Старшая группа жила в старом двухэтажном доме, похожем на все дома ленинградских курортов. Спальни мальчиков на первом этаже, девочек – на втором. Перед тем как уйти к себе, воспитательница, заканчивающая вечернюю смену, заходила пожелать всем спокойной ночи. Сначала стихал шум у мальчиков, потом слышался скрип деревянной лестницы. Мы уже лежали, дисциплинированно сложив руки. Она обходила спальни, усаживалась на стул в среднем коридорчике, куда выходили двери всех трех спален, и, сидя в этой точке обзора, прислушивалась, как мы засыпаем. Этого ритуала обе воспитательницы придерживались одинаково, не вкладывая в него ничего от себя. Каждая сидела, погрузившись в свои думы, но если думы Ларисы Львовны, вероятнее всего, витали вокруг будущего сынка и были до такой степени личными, что с засыпающими шестилетками она не могла и не хотела ими делиться, то мысли Нины Ивановны, как очень скоро выяснилось, в эту предночную пору были такими, что ими не грех было поделиться с уставшими за долгий и суматошный день детьми. «Когда я сижу вот так, на этом стуле, – она начала однажды тихим напевным голосом, как начинают сказочный зачин, – я думаю о том, что скоро наступит прекрасное время, оно называется коммунизм». Она произносила это с такой уверенностью, словно речь шла о чем-то определенно близком, как завтрашнее утро. Как будто стоило нам закрыть глаза, чтобы во сне незаметно для себя пережить темноту, и новое счастливое время само собою наступит. «Закройте глазки». Мы слушали ее, не открывая глаз. «Это будет такое время, когда все будут счастливы: и вы, и ваши родители, и ваши воспитатели». – «А детский сад будет?» – «Будет, будет», – она уверяла вопрошающего. «Я не хочу, чтобы детский сад». – «Значит, не будет. Кто захочет, для того будет, кто не захочет – не будет». – «А как же на дачу?» – «На дачу будут ездить все». – «И мама?» – «И мама, и мамы». Теперь, когда выпадала ее смена и Нина Ивановна садилась на стул в среднем коридорчике, всегда находился кто-то, просивший «Расскажите», – и она снова и снова, добавляя новые подробности и обязательно ссылаясь на науку, словно эта ссылка могла укрепить мечты шестилетних, рассказывала о том, будущем времени, похожем на нашу дачу, пахнувшую распаренным на солнце шиповником, мягкой асфальтовой смолой и пресной водой залива.

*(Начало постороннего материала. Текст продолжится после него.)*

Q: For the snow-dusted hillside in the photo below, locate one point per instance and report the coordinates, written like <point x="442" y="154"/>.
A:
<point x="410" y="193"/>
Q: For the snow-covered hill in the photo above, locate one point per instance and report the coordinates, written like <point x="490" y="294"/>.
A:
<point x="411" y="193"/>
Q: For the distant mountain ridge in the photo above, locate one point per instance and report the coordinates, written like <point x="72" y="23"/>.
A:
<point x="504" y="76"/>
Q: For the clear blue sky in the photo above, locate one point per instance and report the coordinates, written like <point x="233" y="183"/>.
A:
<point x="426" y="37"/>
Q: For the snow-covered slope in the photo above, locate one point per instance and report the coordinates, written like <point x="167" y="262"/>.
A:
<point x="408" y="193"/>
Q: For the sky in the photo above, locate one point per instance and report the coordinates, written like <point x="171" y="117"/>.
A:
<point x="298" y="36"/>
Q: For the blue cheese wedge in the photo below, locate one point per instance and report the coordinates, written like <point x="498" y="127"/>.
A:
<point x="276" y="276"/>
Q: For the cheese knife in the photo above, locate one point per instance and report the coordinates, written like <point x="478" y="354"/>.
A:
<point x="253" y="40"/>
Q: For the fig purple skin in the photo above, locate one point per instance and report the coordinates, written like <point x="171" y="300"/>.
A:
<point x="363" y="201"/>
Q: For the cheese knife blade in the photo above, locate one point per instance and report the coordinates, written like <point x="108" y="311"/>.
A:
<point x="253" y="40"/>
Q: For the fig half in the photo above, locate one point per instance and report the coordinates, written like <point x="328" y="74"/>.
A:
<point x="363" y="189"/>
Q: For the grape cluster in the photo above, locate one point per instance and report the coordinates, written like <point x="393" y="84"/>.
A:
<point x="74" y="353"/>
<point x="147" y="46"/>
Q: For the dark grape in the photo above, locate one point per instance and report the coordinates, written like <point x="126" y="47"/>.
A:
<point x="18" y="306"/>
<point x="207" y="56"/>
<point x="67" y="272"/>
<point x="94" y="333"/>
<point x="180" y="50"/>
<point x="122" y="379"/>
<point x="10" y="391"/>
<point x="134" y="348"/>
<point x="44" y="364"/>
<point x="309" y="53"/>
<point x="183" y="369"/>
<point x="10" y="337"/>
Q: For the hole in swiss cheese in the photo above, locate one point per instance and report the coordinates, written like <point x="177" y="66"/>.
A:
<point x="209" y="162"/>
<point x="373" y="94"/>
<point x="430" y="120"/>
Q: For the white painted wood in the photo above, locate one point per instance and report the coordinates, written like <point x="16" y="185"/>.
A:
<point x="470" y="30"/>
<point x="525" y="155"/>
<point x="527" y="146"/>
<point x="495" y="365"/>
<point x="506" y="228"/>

Дождавшись, пока все уснут, воспитательница уходила в свой дощатый домик, а нас оставляла на ночную няню, которая, обойдя спальни дозором, укладывалась спать на диван у самой входной двери. Закрыв глаза, я еще некоторое время по мечтательной инерции видела песчаную дорогу, зелень лопухов над канавами, неровные кроны высоких сосен – все то, что должно было наступить наяву, стоило только перетерпеть неважное ночное время. Оно приближалось к моим векам с каждой секундой и готово было вот-вот наступить, но в самый последний момент все-таки не наступало, потому что наступало другое время – время моих ночных воспитателей. Полные, в белых халатах, с плоскими, почти неразличимыми лицами, сейчас я бы сказала, безликие. Они были похожи на детсадовских поварих. Поварихи никогда не выходили в столовую. Однажды я видела, как поварихи готовят: мешают в больших котлах, на которых красной краской написаны буквы и номера.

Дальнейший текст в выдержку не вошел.